The specialist training in an area of ​​immediate patient care is followed by a 3-year training course to become a company doctor, the content of which is an integral part of the training to become a specialist in occupational medicine. Of the 3 years, the doctor spends 1 year in internal and general medicine and 2 years in industrial and occupational medicine. In addition to specialist medical expertise, students learn to recognize the interactions between work and health and, if necessary, treat them. This includes, for example, occupational diseases and accidents at work as well as health advice including vaccinations. Even if occupational medicine is seen as a subject in which there is not much to do and in which one leaves work on time, it is important to consider before deciding on this further training that there can also be dramatic situations, such as accidents at work which the company physician may have to provide emergency care.
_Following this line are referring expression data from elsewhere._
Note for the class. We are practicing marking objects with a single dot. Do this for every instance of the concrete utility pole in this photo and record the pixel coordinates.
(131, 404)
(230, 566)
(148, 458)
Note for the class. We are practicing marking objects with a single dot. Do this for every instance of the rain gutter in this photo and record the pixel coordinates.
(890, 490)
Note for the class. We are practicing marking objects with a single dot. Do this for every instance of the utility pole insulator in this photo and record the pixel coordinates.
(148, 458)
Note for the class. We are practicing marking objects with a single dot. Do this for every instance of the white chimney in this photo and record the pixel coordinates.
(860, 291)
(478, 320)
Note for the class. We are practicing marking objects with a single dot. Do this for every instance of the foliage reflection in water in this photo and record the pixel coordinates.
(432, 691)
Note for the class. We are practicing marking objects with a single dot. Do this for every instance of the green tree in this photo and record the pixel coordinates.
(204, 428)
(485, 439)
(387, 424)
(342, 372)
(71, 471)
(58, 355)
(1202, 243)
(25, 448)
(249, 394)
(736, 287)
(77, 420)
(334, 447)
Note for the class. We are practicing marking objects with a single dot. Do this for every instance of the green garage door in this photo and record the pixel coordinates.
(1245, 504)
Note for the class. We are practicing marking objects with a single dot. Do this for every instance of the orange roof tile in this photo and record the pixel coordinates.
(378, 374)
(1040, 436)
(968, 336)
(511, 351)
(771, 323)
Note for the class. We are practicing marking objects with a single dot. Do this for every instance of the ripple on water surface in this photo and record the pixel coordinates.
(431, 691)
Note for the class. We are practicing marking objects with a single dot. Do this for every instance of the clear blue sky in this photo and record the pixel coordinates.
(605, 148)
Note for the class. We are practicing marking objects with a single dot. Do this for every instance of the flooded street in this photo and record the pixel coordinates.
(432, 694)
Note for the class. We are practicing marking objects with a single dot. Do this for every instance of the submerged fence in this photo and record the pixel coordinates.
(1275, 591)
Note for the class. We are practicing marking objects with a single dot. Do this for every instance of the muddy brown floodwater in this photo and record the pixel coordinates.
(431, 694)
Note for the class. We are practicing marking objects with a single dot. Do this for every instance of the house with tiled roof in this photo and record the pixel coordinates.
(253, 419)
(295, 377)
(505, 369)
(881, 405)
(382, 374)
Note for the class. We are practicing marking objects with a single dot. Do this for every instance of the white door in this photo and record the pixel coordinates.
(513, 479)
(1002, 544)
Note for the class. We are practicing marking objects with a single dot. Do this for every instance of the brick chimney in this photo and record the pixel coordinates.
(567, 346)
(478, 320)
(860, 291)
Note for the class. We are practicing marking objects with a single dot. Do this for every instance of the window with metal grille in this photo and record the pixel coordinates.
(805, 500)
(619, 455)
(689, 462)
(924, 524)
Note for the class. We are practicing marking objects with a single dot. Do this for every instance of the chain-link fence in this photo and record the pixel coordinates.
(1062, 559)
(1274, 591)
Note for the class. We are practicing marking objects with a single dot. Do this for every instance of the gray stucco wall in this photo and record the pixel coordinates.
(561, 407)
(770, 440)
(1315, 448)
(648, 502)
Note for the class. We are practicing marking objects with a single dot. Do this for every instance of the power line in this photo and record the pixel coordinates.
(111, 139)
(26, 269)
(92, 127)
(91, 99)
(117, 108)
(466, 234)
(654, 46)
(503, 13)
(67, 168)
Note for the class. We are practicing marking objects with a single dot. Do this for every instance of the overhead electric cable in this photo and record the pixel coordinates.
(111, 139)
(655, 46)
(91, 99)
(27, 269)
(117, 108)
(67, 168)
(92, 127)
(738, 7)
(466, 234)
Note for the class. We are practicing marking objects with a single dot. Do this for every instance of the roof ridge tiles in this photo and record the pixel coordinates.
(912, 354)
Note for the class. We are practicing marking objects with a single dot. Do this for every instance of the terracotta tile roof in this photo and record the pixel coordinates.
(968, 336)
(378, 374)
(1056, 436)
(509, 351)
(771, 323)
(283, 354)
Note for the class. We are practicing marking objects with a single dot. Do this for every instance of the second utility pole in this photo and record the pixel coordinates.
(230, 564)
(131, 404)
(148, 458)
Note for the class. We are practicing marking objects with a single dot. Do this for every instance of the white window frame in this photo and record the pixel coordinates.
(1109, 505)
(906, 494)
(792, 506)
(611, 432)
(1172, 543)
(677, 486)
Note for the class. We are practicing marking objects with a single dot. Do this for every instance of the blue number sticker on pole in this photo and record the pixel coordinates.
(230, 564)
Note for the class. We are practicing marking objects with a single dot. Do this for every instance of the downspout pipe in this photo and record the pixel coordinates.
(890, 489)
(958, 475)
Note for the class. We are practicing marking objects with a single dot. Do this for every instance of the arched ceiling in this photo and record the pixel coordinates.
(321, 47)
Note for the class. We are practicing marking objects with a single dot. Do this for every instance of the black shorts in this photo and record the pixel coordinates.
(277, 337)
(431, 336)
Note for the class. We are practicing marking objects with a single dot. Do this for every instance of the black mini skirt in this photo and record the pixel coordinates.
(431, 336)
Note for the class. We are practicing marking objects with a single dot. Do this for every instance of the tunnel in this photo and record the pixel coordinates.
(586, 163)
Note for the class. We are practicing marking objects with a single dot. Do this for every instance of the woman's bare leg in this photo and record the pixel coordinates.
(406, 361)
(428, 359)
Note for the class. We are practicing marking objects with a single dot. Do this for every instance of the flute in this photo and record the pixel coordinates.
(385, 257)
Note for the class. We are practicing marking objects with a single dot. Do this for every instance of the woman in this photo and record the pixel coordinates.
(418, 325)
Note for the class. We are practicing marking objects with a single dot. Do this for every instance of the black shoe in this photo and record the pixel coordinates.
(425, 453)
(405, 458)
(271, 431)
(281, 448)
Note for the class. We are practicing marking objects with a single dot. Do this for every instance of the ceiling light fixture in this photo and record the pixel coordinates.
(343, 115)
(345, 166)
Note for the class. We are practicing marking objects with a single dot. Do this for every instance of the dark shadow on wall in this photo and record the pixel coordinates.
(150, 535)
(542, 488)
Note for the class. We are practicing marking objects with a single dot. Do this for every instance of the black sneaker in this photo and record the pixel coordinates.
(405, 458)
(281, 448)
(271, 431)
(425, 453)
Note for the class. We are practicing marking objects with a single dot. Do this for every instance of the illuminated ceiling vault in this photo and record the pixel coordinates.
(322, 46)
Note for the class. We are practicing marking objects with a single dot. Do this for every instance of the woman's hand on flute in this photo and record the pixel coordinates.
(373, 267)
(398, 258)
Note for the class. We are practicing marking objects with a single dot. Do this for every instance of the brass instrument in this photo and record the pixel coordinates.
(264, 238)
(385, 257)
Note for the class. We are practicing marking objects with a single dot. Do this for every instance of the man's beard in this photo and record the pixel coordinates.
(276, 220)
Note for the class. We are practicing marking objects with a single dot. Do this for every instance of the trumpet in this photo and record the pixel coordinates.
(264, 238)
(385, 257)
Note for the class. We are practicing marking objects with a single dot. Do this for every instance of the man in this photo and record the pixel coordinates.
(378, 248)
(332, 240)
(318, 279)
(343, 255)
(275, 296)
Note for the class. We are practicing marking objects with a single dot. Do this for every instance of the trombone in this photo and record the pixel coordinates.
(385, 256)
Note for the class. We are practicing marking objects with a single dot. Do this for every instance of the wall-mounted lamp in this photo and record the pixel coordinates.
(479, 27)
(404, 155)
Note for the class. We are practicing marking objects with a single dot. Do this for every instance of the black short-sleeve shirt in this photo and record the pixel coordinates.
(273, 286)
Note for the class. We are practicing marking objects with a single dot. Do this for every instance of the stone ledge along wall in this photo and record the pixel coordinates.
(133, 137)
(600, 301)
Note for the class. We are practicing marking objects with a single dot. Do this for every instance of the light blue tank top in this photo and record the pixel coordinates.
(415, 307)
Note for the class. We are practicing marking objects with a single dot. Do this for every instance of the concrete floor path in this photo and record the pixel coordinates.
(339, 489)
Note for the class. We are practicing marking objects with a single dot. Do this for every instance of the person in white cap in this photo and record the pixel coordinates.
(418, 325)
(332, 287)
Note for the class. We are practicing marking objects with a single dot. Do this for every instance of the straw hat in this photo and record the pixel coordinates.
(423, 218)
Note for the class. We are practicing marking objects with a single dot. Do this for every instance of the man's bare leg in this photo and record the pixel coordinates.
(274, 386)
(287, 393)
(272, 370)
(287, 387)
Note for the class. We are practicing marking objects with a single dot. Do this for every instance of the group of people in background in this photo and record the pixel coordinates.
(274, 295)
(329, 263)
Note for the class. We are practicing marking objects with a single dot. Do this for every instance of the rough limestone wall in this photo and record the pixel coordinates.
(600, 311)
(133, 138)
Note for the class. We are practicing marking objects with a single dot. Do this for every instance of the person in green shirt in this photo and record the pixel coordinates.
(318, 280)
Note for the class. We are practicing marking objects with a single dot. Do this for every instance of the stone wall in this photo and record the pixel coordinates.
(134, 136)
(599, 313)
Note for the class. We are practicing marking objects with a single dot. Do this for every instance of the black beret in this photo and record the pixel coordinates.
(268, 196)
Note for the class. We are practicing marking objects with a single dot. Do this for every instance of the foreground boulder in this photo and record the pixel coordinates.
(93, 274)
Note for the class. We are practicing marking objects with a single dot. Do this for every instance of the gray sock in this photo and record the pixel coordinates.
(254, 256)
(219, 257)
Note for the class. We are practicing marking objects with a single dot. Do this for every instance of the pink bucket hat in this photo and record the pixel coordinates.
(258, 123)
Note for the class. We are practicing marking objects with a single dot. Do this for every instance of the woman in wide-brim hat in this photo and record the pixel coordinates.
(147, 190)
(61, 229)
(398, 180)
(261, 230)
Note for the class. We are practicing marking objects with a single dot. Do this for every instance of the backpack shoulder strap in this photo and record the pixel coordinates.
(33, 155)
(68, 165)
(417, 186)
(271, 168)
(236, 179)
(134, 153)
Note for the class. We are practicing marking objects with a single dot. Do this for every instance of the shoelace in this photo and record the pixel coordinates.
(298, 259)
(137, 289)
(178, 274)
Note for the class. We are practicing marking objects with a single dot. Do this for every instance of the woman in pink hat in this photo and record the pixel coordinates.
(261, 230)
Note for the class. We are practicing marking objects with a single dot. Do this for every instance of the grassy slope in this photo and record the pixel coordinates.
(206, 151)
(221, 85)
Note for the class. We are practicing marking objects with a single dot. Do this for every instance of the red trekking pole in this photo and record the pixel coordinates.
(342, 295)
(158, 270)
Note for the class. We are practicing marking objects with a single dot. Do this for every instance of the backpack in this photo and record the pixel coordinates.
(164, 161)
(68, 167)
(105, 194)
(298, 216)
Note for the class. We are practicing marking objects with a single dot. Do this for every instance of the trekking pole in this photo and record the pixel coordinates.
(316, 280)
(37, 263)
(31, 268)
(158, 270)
Geriatricians have specialized in an 18-month training period following their specialist in treating physical and mental illnesses in advanced age and enabling older people to lead an independent life again as far as possible. The elderly are often considered to be problem patients, as they are not infrequently multimorbid (i.e. they have a large number of diseases at the same time, e.g. diabetes, osteoarthritis, dementia and heart failure). The geriatricians ensure that these patients still receive the best possible treatment, even if it is often difficult to find the right treatments and medications without interactions.

Palliative medicine

The job of the palliative care practitioner is to make terminally ill patients as comfortable as possible for the rest of their lives. This includes, for example, treating pain and other symptoms of the underlying disease as well as drug-induced symptoms (think of the side effects of chemotherapy). The most important task, however, is to be with the patient and to make them feel that they have not been given up. Palliative therapy can increase the quality of life and, under certain circumstances, even life expectancy, but when treating symptoms one also accepts that the expected life span will be shortened if, for example, the patient is in unbearable pain. However, palliative medicine must be strictly differentiated from active euthanasia, in which the patient is deliberately killed in order to reduce his or her suffering - active euthanasia is prohibited in Germany. Palliative medicine is the additional training that involves the most and most intensive patient contact. The advanced training following the specialist training consists of courses and seminars that can partially replace the 12-month advanced training.

sports medicine

The prevention, detection, treatment and rehabilitation of sports damage and sports injuries are the tasks of sports medicine. The effects of sport and lack of exercise on the healthy and the sick are examined. The training content not only includes top-class sport and the problem of doping, but also the psychological dimensions of sport, nutritional basics and more. The further training period is 12 months, some of which can be replaced by 240 hours of course. This is followed by 120 hours of sports medicine work under the supervision of a training officer. Specialist certification is also a prerequisite in sports medicine.

Tropical medicine

Tropical medicine also complements specialist training. Tropical medicine specialists deal with diseases, especially infectious diseases, that can occur under tropical and subtropical conditions, such as malaria or amoebic dysentery. In particular, prevention in the context of globalization plays a role, for example advising visitors to tropical countries. If tropical diseases are imported, they are treated by tropical medicine. Incidentally, the tropical medicine specialist is occasionally called in for occupational medicine when it comes to the aptitude test before a work-related stay abroad. The duration of further training is 24 months: 1 year must be completed in a tropical medicine facility and 1 year in a patient care facility in the tropics or subtropics. However, proof of 3 months of further training must also be provided.